Who will win the most wide-open Indy 500 in years?
The Indianapolis 500 will be run on Sunday in what's believed to be the most wide-open race in years. There are no clear favorites and there's a group of new faces vying for attention. And with no Danica Patrick, there's a chance for some new stars to be born in the Greatest Spectacle in Racing.
The late Dan Wheldon will be honored throughout the weekend, and the absence of the two-time winner and defending champion will be felt long after the checkered flag drops.
A quick look at the big questions at Indy:
WHO WILL WIN? The front two rows for the start of the race are stacked with drivers from Penske Racing and Andretti Autosport, so it could very well be a shootout between those six guys. Penske has Ryan Briscoe on the pole, with Will Power and three-time race winner Helio Castroneves in the second row. Andretti has spots two through four with James Hinchcliffe and Ryan Hunter-Reay on the front row, and Marco Andretti in the second row. The nod should go to a Penske driver, though: The team is undefeated so far this season, with four wins and five poles.
CAN AN AMERICAN WIN? It's quite possible it will be a red, white and blue celebration for the first time since Sam Hornish Jr.'s 2006 victory. Although the nine Americans in the field matches 2010 for the fewest in race history, the group racing Sunday is solid. JR Hildebrand nearly won the race as a rookie last season, but crashed coming out of the final turn while leading. Marco Andretti has had several near-misses, and has been fast at practice. Josef Newgarden, a 21-year-old rookie driving for American owner Sarah Fisher, has been the surprise, making the top-three on the speed charts in several practice sessions.
DOES CHEVROLET HAVE A CLEAR ADVANTAGE? It sure looks that way, and has all season.

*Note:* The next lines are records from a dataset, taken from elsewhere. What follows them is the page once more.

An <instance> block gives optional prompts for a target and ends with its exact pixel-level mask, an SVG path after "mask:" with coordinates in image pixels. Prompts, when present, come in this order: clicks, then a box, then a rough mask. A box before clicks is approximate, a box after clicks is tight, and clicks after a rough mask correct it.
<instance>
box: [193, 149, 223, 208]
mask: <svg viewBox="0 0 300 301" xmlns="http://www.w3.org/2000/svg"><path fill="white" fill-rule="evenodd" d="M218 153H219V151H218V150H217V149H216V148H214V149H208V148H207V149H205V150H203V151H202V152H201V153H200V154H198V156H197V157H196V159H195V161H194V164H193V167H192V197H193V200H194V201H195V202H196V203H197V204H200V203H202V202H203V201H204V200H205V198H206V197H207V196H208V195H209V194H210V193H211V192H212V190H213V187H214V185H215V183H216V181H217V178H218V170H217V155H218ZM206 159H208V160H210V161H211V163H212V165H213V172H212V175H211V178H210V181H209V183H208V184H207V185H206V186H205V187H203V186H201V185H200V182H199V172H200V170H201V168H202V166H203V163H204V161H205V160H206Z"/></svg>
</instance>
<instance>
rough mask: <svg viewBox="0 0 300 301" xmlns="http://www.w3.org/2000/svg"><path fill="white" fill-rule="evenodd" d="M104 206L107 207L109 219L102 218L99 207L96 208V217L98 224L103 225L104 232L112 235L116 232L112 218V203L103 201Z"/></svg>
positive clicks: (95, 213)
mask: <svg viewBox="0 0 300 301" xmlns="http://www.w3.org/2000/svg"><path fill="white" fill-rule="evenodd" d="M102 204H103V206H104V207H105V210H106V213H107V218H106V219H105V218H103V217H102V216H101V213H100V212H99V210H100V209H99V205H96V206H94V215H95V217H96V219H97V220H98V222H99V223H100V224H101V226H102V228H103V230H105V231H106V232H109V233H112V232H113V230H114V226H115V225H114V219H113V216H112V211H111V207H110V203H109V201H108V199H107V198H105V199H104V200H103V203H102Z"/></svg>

Chevys have won all four races this year with Penske drivers, making it a very successful return to IndyCar after a six-year absence from the series. Over Chevrolet's objections, IndyCar allowed Honda to use a new compressor cover on its turbocharger, but Chevys took nine of the top 10 spots in qualifying.
DANICA IS GONE? Yes, Danica Patrick will race in NASCAR's Coca-Cola 600 on Sunday night. But this field still has plenty of appeal. Four-time series champion Dario Franchitti has been overlooked for his accomplishments, which include two Indy 500 victories. And Will Power is the most dominant driver in the series, yet is not appreciated for his feats. But this month has brought attention to two new faces: Patrick's replacement, James Hinchcliffe, and rookie Josef Newgarden. Both are young, charismatic and capable of winning.
WHAT'S THE DEAL WITH THOSE SLOW CARS? Those are the Lotus cars, and their entry into IndyCar this season has been nothing short of embarrassing. The manufacturer is behind, strapped for cash, and not at all competitive. In the past month, three teams have bolted. Worse, there may be a potential safety hazard. Lotus drivers Simona de Silvestro and Jean Alesi have struggled to maintain a reasonable pace. Alesi, a 47-year-old former Formula One driver making his first start on an oval, even said he felt ''unsafe'' in the car and was ''concerned'' about other drivers having to maneuver around his slow Dallara. Should that be the case once the race goes green, IndyCar will have a responsibility to park - black flag - the two Lotus drivers.
WILL DAN WHELDON BE REMEMBERED? Last year's winner was killed in an accident in the October season finale, and the track has many special tributes planned for the popular two-time champion. His wife, Susie, will participate in Saturday's drivers meeting, and will attend various events this weekend with her two young sons. Wheldon's race-winning car has been on display, and car owner Bryan Herta will drive it for a ceremonial lap before the race. Fans will also be given white sunglasses - Wheldon's preference - to wear during tributes on the parade lap, lap 26 and lap 98, which recognize the numbers of his winning cars.